Ahead of a recent Saturday home game at Allianz Field, fans of the Minnesota United arrived slowly at first to the Midway neighborhood, finding spots to park on side streets and trickling out of Green Line trains. Lines of fans formed across the broken ground and pieces of pavement where the team’s owner promises development is just around the corner.
Fans and residents are eager to see something — anything — happen on the bleak blocks of vacant land that surround the St. Paul stadium, something to make the windswept lot more inviting.
And there are finally new signs of progress this winter. A McDonald’s — the last business standing on the block — was demolished, clearing the site ahead of construction starting this summer.
Neighbors have waited more than six years since the silver soccer stadium rose, in place of an old Rainbow Foods and a strip mall with a basement bowling alley, to see something else built up around it.

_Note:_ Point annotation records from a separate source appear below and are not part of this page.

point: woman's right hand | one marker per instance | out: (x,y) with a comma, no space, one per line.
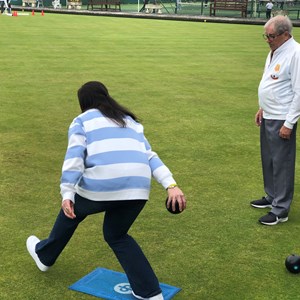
(68,208)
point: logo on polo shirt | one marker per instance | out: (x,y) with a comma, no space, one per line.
(276,70)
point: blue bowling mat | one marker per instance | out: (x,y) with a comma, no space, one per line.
(112,285)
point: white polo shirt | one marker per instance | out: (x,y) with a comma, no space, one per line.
(279,89)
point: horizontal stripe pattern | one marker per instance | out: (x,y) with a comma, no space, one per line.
(107,162)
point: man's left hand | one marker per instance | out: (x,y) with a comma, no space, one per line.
(285,133)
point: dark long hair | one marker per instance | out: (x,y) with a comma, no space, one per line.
(94,94)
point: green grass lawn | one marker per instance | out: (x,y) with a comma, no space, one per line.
(194,85)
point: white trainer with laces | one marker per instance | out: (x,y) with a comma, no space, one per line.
(31,243)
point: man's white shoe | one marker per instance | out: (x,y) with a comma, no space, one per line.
(157,297)
(31,243)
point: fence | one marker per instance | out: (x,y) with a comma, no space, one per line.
(256,8)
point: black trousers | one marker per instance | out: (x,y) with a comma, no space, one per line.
(119,216)
(278,163)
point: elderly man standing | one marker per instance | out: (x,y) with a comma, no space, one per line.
(279,101)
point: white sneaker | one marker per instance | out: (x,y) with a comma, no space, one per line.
(31,243)
(157,297)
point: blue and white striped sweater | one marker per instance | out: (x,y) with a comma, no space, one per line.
(106,162)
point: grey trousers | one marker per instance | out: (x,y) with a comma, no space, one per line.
(278,164)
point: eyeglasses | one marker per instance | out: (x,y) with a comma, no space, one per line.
(271,36)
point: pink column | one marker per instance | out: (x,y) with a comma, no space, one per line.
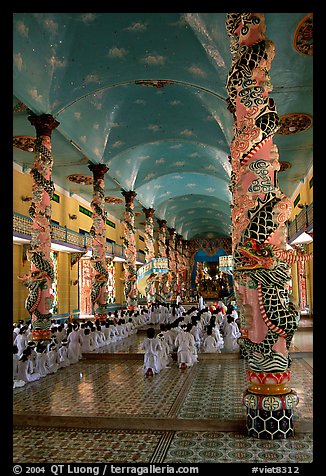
(259,212)
(130,270)
(172,262)
(149,251)
(161,253)
(98,233)
(39,301)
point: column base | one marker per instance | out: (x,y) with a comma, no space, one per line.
(270,417)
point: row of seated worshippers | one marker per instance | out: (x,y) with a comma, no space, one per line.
(32,361)
(192,332)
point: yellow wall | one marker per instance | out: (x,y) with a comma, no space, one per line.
(306,196)
(20,292)
(68,299)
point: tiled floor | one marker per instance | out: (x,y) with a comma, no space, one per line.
(104,409)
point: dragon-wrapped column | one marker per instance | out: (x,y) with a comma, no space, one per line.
(98,233)
(161,253)
(39,301)
(149,251)
(171,252)
(130,269)
(259,212)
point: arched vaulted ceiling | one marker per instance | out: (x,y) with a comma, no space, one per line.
(144,93)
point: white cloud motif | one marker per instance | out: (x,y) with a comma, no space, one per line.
(35,95)
(186,132)
(196,71)
(56,62)
(136,27)
(116,52)
(50,25)
(18,61)
(88,17)
(153,127)
(118,143)
(91,78)
(156,60)
(22,28)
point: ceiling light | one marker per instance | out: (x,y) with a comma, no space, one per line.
(303,238)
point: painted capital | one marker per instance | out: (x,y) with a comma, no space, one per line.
(149,212)
(44,124)
(98,170)
(129,196)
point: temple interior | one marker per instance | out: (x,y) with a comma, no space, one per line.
(165,159)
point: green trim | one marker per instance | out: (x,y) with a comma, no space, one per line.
(84,210)
(110,223)
(55,198)
(296,201)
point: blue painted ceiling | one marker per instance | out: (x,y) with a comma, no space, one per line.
(144,93)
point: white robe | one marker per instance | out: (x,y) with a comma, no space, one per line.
(186,349)
(74,347)
(152,347)
(24,372)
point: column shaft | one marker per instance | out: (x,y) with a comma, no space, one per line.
(259,211)
(39,301)
(98,233)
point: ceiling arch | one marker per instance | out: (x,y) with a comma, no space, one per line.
(144,93)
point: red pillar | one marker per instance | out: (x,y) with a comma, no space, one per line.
(130,269)
(98,260)
(39,302)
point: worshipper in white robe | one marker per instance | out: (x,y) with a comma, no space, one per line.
(74,346)
(231,335)
(210,343)
(201,303)
(164,354)
(52,359)
(21,340)
(25,368)
(63,354)
(186,349)
(41,359)
(88,344)
(152,347)
(113,331)
(16,383)
(106,331)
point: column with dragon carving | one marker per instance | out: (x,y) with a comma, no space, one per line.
(179,262)
(172,261)
(130,269)
(149,252)
(161,253)
(259,211)
(39,301)
(98,234)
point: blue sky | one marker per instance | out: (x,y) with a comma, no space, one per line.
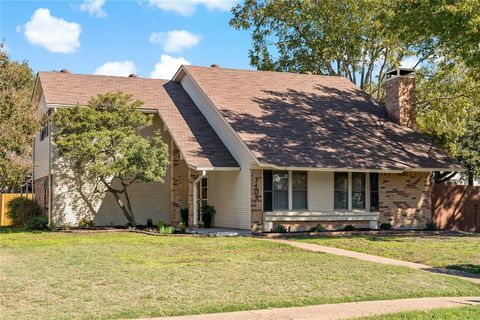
(149,38)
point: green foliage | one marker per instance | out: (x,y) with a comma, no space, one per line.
(431,225)
(18,122)
(385,226)
(317,228)
(182,227)
(468,149)
(439,27)
(20,210)
(37,223)
(341,38)
(166,230)
(349,227)
(104,144)
(279,228)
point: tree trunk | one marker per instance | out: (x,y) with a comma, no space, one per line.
(127,210)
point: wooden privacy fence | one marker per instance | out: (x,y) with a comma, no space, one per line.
(5,198)
(456,207)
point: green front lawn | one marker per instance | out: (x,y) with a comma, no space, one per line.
(460,252)
(126,275)
(462,313)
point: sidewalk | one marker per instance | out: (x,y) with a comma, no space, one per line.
(377,259)
(337,311)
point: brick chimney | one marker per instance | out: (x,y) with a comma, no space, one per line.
(400,96)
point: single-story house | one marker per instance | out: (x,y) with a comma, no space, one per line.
(265,148)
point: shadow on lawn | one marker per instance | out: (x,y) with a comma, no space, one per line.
(468,267)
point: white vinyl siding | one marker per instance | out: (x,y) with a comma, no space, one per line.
(73,201)
(320,191)
(229,191)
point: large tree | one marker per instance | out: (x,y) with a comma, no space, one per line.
(342,38)
(18,122)
(361,39)
(104,146)
(440,27)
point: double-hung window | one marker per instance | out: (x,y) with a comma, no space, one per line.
(374,192)
(351,190)
(358,190)
(279,193)
(280,190)
(299,190)
(340,193)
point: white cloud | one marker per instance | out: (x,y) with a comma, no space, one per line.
(93,7)
(188,7)
(54,34)
(167,67)
(175,41)
(116,68)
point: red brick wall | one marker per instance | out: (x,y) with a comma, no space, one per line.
(400,100)
(405,199)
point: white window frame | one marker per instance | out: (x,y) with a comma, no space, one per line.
(350,191)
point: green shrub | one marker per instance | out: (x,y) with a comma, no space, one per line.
(20,210)
(385,226)
(86,223)
(317,228)
(166,229)
(431,225)
(37,223)
(182,227)
(149,223)
(279,228)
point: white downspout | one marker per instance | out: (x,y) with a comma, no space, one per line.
(195,209)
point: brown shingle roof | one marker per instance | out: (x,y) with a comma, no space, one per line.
(299,120)
(200,145)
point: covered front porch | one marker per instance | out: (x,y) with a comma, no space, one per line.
(299,200)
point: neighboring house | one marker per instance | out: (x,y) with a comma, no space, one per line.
(264,148)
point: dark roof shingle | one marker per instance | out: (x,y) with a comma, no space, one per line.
(299,120)
(199,143)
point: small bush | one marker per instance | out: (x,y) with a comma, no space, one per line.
(279,228)
(166,229)
(317,228)
(20,210)
(86,223)
(182,227)
(431,225)
(385,226)
(37,223)
(149,223)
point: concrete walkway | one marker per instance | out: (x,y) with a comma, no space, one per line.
(377,259)
(338,310)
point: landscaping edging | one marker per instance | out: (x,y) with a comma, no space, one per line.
(359,232)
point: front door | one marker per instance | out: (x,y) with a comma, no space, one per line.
(202,192)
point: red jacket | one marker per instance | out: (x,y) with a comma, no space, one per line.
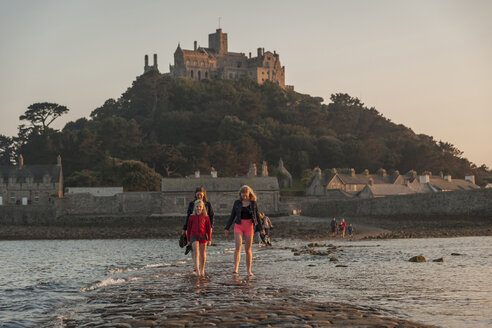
(199,226)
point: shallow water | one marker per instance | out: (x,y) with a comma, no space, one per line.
(41,280)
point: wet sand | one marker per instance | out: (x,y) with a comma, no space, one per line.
(294,227)
(169,297)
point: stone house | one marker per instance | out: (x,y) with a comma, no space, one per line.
(30,184)
(350,182)
(221,192)
(447,182)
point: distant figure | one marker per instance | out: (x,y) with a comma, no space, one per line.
(334,227)
(350,231)
(246,218)
(199,232)
(343,226)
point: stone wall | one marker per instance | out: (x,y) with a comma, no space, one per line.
(463,203)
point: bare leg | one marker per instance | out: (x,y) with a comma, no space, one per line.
(195,257)
(203,257)
(238,238)
(248,241)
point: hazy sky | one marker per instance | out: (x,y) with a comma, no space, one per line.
(424,64)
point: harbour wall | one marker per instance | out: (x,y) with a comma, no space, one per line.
(453,203)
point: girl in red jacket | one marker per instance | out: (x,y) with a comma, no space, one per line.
(199,232)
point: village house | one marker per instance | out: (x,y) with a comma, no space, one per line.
(349,183)
(365,185)
(30,184)
(221,191)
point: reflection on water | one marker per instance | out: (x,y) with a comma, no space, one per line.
(71,279)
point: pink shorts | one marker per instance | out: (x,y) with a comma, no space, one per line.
(246,227)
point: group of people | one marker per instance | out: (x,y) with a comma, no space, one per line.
(247,220)
(341,228)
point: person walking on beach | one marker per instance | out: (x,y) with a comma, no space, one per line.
(343,226)
(334,227)
(246,220)
(267,226)
(350,231)
(199,232)
(200,194)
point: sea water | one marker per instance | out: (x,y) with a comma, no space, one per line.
(41,281)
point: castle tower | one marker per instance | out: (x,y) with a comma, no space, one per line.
(218,41)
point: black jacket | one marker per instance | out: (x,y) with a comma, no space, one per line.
(210,212)
(236,215)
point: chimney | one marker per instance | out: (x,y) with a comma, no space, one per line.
(470,178)
(252,170)
(424,178)
(264,169)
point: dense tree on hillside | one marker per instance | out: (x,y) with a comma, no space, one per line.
(175,126)
(43,114)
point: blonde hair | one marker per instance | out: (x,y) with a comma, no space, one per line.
(249,191)
(198,201)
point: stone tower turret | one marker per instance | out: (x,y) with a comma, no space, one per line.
(218,41)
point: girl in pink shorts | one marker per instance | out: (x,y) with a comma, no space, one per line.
(246,220)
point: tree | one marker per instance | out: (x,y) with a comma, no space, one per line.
(7,154)
(43,114)
(136,176)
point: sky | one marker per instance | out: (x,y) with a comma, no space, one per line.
(426,64)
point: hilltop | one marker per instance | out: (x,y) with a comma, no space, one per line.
(176,126)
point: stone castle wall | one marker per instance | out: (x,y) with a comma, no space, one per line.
(453,203)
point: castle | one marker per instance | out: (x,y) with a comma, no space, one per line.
(216,62)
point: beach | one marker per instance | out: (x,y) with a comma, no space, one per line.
(294,227)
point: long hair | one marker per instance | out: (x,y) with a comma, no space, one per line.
(249,191)
(204,211)
(201,189)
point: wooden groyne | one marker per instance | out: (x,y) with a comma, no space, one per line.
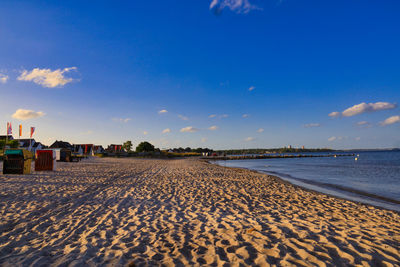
(275,156)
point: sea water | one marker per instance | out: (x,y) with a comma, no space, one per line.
(374,178)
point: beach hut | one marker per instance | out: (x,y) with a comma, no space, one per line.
(17,161)
(45,160)
(58,153)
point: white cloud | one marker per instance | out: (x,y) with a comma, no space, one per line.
(3,78)
(238,6)
(124,120)
(310,125)
(189,129)
(25,114)
(47,77)
(334,114)
(249,139)
(219,116)
(87,132)
(332,138)
(183,117)
(363,124)
(390,120)
(363,108)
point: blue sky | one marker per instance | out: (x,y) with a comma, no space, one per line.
(101,72)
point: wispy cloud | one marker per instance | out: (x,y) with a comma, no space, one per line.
(3,78)
(364,124)
(47,77)
(89,132)
(124,120)
(183,117)
(390,120)
(363,108)
(219,116)
(189,129)
(311,125)
(334,114)
(25,114)
(238,6)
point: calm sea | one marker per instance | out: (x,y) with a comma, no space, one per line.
(374,178)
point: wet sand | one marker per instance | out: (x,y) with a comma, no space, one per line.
(183,212)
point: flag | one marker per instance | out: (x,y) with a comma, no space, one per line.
(9,128)
(32,131)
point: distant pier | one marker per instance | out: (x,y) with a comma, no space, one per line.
(239,157)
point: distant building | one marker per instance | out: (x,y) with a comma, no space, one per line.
(30,144)
(98,149)
(62,144)
(84,149)
(3,137)
(114,148)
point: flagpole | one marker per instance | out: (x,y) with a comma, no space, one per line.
(5,145)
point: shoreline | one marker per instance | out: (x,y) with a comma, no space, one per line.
(337,191)
(184,212)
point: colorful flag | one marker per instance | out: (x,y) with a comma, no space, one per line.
(9,128)
(32,131)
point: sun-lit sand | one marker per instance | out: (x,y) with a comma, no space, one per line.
(183,212)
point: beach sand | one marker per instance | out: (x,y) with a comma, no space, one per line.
(121,212)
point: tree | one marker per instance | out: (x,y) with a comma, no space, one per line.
(127,146)
(145,147)
(13,143)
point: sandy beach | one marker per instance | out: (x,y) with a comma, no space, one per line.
(121,212)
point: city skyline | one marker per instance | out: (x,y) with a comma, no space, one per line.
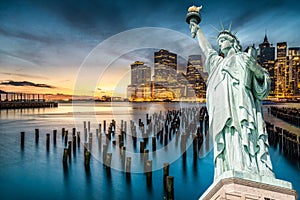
(44,44)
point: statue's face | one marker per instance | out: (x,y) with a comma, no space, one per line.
(225,44)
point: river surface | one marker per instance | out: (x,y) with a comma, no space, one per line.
(33,172)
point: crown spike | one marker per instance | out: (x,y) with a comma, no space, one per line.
(229,28)
(223,29)
(215,28)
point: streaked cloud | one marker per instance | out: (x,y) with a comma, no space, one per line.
(26,83)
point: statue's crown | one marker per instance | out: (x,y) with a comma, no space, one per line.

Hopes for development among the Minnesota United fans lining up that Saturday centered on more places to be together with other Loons supporters.
“Restaurants would be a good thing,” said Justin Baesler of Apple Valley. Just opening the bar in the stadium for away games would be nice, he said, to have that bigger space available to be in community with other soccer fans.
“Right now, I’d like a coffee shop,” or somewhere else to grab a light bite outside the gates, said Courtney Keirnat of St. Paul.
Others said they would be happy with a more inviting outdoor area.